Project description: Not available

Project description:Furosemide is commonly prescribed in critically ill patients to increase the urine output and prevent fluid overload (FO) and acute kidney injury (AKI), but not supported by conclusive evidence. There remain conflicting findings on whether furosemide associates with AKI and adverse outcomes. Information on the impact of furosemide on adverse outcomes in a general population of pediatric intensive care unit (PICU) is limited.

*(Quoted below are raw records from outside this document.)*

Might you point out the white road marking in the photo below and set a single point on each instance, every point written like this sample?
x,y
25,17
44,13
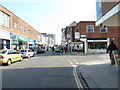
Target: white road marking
x,y
76,62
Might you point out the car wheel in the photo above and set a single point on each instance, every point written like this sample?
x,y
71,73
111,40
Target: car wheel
x,y
9,62
21,58
28,56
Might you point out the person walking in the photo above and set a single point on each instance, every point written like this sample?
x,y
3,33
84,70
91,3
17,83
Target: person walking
x,y
111,48
53,50
62,50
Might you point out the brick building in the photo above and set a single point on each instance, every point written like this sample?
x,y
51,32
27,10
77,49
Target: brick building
x,y
108,14
86,37
16,33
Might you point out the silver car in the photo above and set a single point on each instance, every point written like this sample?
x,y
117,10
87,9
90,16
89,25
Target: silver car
x,y
27,53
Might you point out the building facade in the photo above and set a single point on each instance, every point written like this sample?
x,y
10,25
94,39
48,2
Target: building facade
x,y
86,37
16,33
108,15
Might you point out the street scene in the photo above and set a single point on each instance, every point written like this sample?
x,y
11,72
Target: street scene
x,y
57,71
49,44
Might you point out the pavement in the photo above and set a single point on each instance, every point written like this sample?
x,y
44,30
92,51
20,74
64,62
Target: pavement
x,y
100,73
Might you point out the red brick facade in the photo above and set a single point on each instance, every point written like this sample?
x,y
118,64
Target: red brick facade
x,y
113,32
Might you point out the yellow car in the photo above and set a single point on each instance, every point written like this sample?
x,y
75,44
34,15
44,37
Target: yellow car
x,y
9,56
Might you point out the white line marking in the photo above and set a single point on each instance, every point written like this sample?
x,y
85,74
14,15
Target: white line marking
x,y
76,78
75,62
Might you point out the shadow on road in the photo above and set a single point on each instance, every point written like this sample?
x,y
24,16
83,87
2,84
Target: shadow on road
x,y
38,77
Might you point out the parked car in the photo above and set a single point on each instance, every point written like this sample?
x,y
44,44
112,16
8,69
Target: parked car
x,y
9,56
57,49
40,51
27,53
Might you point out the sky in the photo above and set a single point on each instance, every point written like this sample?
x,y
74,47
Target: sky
x,y
50,16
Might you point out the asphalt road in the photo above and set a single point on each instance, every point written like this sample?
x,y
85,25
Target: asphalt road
x,y
44,71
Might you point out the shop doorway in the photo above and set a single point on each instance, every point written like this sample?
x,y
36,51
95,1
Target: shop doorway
x,y
78,46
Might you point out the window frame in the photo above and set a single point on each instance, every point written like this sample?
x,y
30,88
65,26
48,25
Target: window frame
x,y
25,29
21,28
102,31
87,28
15,25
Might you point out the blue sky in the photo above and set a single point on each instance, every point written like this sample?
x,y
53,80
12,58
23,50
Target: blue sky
x,y
51,16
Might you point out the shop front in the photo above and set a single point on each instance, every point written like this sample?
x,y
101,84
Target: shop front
x,y
4,39
78,46
18,41
31,44
97,45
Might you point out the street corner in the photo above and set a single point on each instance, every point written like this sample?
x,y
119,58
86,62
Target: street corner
x,y
86,78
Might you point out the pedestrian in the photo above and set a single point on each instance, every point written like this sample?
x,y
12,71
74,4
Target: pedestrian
x,y
65,48
111,48
53,50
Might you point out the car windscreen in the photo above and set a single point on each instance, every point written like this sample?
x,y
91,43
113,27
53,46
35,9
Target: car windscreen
x,y
3,51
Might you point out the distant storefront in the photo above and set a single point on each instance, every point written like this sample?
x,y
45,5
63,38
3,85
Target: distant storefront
x,y
97,45
4,39
18,41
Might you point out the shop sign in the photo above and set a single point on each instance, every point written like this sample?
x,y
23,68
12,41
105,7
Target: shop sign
x,y
4,34
97,40
77,35
13,36
35,41
83,35
68,36
21,38
31,40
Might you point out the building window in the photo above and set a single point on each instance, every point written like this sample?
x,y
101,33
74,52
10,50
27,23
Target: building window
x,y
25,29
90,28
20,27
4,19
77,30
15,25
103,29
28,31
31,32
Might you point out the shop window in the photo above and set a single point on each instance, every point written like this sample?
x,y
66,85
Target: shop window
x,y
76,30
4,19
25,29
15,25
21,27
28,31
90,28
103,29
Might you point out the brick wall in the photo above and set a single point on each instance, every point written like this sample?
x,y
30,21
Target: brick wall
x,y
107,6
14,18
113,32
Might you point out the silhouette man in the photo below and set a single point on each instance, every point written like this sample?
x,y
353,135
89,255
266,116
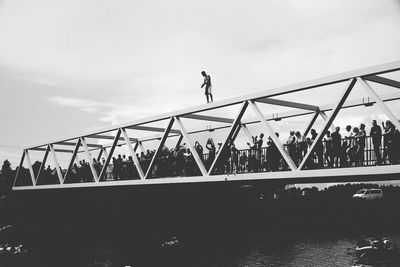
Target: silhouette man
x,y
207,83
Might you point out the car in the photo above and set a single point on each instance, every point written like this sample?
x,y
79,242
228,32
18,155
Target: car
x,y
369,194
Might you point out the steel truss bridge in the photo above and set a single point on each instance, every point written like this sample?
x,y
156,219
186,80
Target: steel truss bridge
x,y
294,172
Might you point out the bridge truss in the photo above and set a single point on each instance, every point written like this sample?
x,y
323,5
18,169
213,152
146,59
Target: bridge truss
x,y
295,172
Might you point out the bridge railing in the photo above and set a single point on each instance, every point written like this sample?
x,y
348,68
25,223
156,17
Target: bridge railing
x,y
242,161
281,160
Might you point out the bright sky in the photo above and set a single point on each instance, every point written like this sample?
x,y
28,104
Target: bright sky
x,y
70,66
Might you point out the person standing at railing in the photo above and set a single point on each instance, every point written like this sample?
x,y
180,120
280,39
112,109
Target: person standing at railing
x,y
376,135
211,152
361,143
318,149
346,145
274,154
291,145
301,147
336,146
207,83
388,152
199,150
233,160
258,148
328,148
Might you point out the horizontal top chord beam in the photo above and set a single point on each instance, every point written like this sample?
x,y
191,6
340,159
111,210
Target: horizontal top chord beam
x,y
56,150
208,118
151,129
338,78
284,103
73,144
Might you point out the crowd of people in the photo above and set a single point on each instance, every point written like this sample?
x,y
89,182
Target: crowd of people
x,y
352,147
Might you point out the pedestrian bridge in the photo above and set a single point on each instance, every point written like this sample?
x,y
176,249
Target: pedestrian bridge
x,y
92,162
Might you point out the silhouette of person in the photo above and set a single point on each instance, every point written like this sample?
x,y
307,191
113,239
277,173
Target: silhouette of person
x,y
207,83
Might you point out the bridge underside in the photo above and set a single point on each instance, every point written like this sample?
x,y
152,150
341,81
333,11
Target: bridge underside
x,y
275,163
357,174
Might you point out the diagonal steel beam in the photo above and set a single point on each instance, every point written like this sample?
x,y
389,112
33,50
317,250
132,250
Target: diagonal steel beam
x,y
207,118
74,156
163,139
335,111
133,154
178,144
58,170
112,148
325,117
232,130
28,159
21,163
379,102
196,156
100,153
151,129
274,138
90,162
247,132
310,124
382,80
43,164
285,103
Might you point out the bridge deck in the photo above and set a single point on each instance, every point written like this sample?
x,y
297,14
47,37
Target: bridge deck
x,y
295,169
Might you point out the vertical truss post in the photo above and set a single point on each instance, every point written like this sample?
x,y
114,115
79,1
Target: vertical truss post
x,y
274,138
136,146
335,111
141,147
196,156
105,152
163,139
325,117
59,174
133,154
379,102
28,158
100,153
247,132
21,163
114,145
232,130
74,156
310,124
94,173
178,144
43,164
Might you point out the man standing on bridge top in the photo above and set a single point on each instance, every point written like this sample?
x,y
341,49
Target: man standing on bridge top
x,y
207,83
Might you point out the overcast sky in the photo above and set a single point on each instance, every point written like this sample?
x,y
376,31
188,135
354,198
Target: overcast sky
x,y
71,66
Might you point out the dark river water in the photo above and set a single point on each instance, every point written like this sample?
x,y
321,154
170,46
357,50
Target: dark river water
x,y
278,251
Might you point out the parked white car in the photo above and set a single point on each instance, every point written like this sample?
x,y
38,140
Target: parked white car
x,y
369,194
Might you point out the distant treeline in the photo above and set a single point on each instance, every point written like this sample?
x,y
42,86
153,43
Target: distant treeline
x,y
342,191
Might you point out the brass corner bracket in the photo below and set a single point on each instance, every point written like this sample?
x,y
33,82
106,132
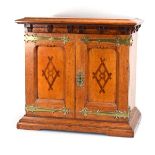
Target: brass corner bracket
x,y
35,38
117,40
32,108
117,114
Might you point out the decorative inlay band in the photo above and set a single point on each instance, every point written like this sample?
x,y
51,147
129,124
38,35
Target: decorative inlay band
x,y
35,38
116,114
117,40
31,108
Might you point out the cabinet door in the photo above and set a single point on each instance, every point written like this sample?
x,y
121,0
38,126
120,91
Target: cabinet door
x,y
50,74
101,78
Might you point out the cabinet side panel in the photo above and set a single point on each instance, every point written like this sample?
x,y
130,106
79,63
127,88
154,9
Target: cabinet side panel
x,y
132,67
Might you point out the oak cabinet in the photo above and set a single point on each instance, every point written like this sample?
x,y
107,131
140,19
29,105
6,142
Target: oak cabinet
x,y
80,75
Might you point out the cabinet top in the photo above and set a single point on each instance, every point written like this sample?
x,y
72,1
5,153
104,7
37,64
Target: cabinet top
x,y
56,20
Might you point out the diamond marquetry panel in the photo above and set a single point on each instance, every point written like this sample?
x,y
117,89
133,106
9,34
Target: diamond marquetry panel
x,y
102,75
51,72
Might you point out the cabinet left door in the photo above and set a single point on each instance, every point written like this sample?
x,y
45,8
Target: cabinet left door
x,y
50,75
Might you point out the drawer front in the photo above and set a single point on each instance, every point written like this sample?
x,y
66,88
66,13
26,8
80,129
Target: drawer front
x,y
104,66
50,67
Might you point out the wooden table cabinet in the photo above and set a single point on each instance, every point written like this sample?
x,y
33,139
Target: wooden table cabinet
x,y
80,75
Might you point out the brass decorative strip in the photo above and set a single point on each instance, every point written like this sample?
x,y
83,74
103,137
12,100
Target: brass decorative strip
x,y
118,41
31,108
116,114
35,38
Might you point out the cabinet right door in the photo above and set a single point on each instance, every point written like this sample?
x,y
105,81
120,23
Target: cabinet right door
x,y
101,78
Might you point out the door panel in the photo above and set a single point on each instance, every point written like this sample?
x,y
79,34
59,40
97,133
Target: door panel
x,y
51,72
99,61
55,76
101,75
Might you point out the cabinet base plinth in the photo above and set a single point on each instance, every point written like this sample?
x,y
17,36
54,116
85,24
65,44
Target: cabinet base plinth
x,y
122,129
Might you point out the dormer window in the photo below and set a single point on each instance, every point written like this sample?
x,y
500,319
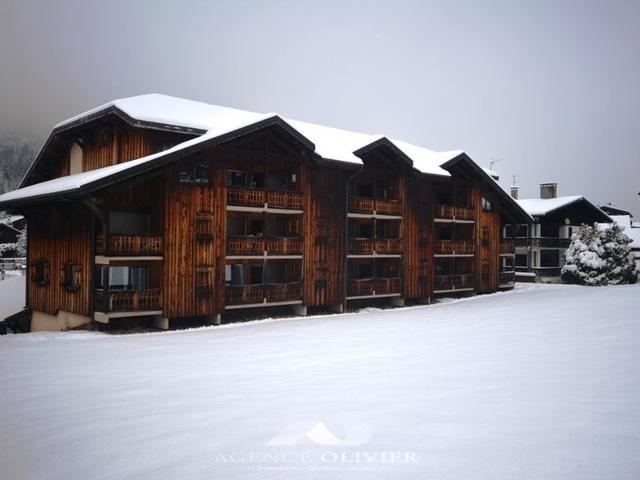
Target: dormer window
x,y
195,173
75,159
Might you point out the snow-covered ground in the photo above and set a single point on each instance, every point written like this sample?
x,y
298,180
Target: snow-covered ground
x,y
538,383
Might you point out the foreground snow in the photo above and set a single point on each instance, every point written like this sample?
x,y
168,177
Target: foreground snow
x,y
538,383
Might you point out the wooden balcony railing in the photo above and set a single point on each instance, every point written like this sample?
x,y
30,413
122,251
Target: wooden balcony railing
x,y
373,286
454,247
388,207
507,247
362,246
284,199
381,246
453,282
243,294
272,292
379,205
246,197
129,244
258,197
451,212
244,245
386,285
507,278
282,292
284,246
128,300
388,246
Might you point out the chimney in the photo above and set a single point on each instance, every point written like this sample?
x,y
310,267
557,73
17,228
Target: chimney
x,y
548,190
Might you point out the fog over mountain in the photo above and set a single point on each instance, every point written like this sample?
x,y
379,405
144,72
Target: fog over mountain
x,y
548,87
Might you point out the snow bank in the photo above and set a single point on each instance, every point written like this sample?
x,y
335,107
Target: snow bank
x,y
537,383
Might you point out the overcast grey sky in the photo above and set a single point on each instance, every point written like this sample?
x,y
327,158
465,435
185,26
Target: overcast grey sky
x,y
552,88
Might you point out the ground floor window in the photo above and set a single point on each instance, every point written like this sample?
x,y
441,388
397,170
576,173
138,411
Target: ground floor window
x,y
70,276
549,258
521,260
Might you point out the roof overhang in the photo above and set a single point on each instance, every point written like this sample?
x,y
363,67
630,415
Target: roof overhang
x,y
463,159
139,166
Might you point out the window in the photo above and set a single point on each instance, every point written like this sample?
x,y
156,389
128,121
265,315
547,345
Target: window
x,y
70,276
444,268
204,226
521,260
278,181
40,272
518,230
125,278
196,173
129,223
238,178
549,230
234,274
485,236
549,258
75,159
275,272
361,229
204,281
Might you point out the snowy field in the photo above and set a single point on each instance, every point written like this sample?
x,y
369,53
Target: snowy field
x,y
539,383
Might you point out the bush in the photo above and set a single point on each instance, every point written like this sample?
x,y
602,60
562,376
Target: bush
x,y
599,257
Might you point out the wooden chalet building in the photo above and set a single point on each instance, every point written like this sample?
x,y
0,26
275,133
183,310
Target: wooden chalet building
x,y
164,208
540,246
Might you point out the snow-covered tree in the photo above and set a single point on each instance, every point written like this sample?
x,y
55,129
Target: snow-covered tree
x,y
21,244
616,245
599,257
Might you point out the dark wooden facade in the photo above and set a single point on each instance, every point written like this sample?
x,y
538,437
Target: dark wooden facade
x,y
259,221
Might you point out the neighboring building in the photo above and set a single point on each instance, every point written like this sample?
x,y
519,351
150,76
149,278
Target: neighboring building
x,y
540,247
631,228
165,208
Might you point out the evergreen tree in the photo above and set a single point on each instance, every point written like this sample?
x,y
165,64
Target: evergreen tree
x,y
599,257
616,245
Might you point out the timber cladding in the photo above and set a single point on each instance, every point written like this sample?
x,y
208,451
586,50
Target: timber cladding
x,y
256,201
59,236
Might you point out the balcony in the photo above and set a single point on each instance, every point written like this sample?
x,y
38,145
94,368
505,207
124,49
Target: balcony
x,y
254,246
284,199
369,205
282,292
507,278
284,246
373,286
243,294
454,247
133,245
149,300
453,282
254,294
245,245
507,247
380,246
258,197
450,212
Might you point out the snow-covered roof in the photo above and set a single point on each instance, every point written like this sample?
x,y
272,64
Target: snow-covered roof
x,y
631,230
330,143
544,206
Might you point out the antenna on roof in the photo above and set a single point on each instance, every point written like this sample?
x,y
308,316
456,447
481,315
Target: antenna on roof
x,y
493,161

The aim of the cohort study was to investigate the associations of furosemide with AKI and clinical outcomes in critically ill children. Study Design: We retrospectively reviewed a cohort of 456 critically ill children consecutively admitted to PICU from January to December 2016. The exposure of interest was the use of furosemide in the first week after admission. FO was defined as ≥5% of daily fluid accumulation, and mean FO was considered significant when mean daily fluid accumulation during the first week was ≥5%. The primary outcomes were AKI in the first week after admission and mortality during PICU stay. AKI diagnosis was based on Kidney Disease: Improving Global Outcomes criteria with both serum creatinine and urine output. Results: Furosemide exposure occurred in 43.4% of all patients (n = 456) and 49.3% of those who developed FO (n = 150) in the first week after admission. Patients who were exposed to furosemide had significantly less degree of mean daily fluid accumulation than those who were not (1.10 [-0.33 to 2.61%] vs. 2.00 [0.54-3.70%], P < 0.001). There was no difference in the occurrence of AKI between patients who did and did not receive furosemide (22 of 198 [11.1%] vs. 36 of 258 [14.0%], P = 0.397). The mortality rate was 15.4% (70 of 456), and death occurred more frequently among patients who received furosemide than among those who did not (21.7 vs. 10.5%, P = 0.002). Furosemide exposure was associated with increased odds for mortality in a multivariate logistic regression model adjusted for body weight, gender, illness severity assessed by PRISM III score, the presence of mean FO, and AKI stage [adjusted odds ratio (AOR) 1.95; 95%CI, 1.08-3.52; P = 0.026]. Conclusion: Exposure to furosemide might be associated with increased risk for mortality, but not AKI, in critically ill children.